# Went through a drive thru.



## 2Milk (Oct 29, 2014)

I've never ordered food through a drive-thru (until now). 

I was super anxious. I was afraid of stoping too far from the speaker and having to raise my voice. I was afriad of taking too long and holding up the line.
It seems really silly being afriad of the drive thru (specially since i work in fast food). Anyway, I made out alive. Im improving.


----------



## nekineko (Mar 4, 2017)

Awesome!  I have a lot of anxiety related to driving. I went through a drive-thru for the first time several years ago. I was starving, and I had to get food quickly - I think the drive-thru line must have been shorter than the inside line. I was really anxious, too. I was also worried about not pulling up to the right window... and stopping too far from the window and having to get out of the car to get the food/give them money or dropping stuff on the ground. 

I haven't gone through a drive-thru since then, though. So keep it up - and don't be like me!


----------



## The Library of Emma (Mar 3, 2016)

2Milk said:


> I've never ordered food through a drive-thru (until now).
> 
> I was super anxious. I was afraid of stoping too far from the speaker and having to raise my voice. I was afriad of taking too long and holding up the line.
> It seems really silly being afriad of the drive thru (specially since i work in fast food). Anyway, I made out alive. Im improving.
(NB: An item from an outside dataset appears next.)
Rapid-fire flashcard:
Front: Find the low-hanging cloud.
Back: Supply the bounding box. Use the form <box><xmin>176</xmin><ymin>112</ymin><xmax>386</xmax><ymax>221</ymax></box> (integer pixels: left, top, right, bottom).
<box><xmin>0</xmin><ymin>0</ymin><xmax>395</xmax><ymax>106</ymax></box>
you should go through the one at work and make your coworkers serve you lol


----------



## millenniumman75 (Feb 4, 2005)

2Milk said:


> I've never ordered food through a drive-thru (until now).
> 
> I was super anxious. I was afraid of stoping too far from the speaker and having to raise my voice. I was afriad of taking too long and holding up the line.
> It seems really silly being afriad of the drive thru (specially since i work in fast food). Anyway, I made out alive. Im improving.


It's usually the drive-thru order taker who gets cussed out.

I LOVED when I would get a customer who would try and cuss me out or give me a complicated order, only to have me recite it exactly as they ordered it! :banana

"Whaaaas holdin' up DRAHVE-THROOOOOO?!" :haha

Good job! :boogie :boogie :boogie


----------



## Entrensik (Apr 25, 2014)

I hope yor not trolling because ive seen some sarcastic posts in the past, but if your not good job 😆😆


----------



## Tuan Jie (Apr 6, 2017)

@2Milk yes!!!!


----------



## shyguy07 (Mar 22, 2015)

Drive thrus don't scare me other than those double lane ones, where there are two speakers, but then you have to merge into one lane for the window. I always worry I'll get in front of someone or let someone in front of me and then the people behind will get mad. I don't think it's happened but I rarely use those. Mostly because McDonald's is the only place with one and I don't like McDonald's food that much.


----------



## farfegnugen (Aug 16, 2010)

Good job! I have a weird paranoia that they're going to do something to my food, so I usually park and go inside and order it to go.


----------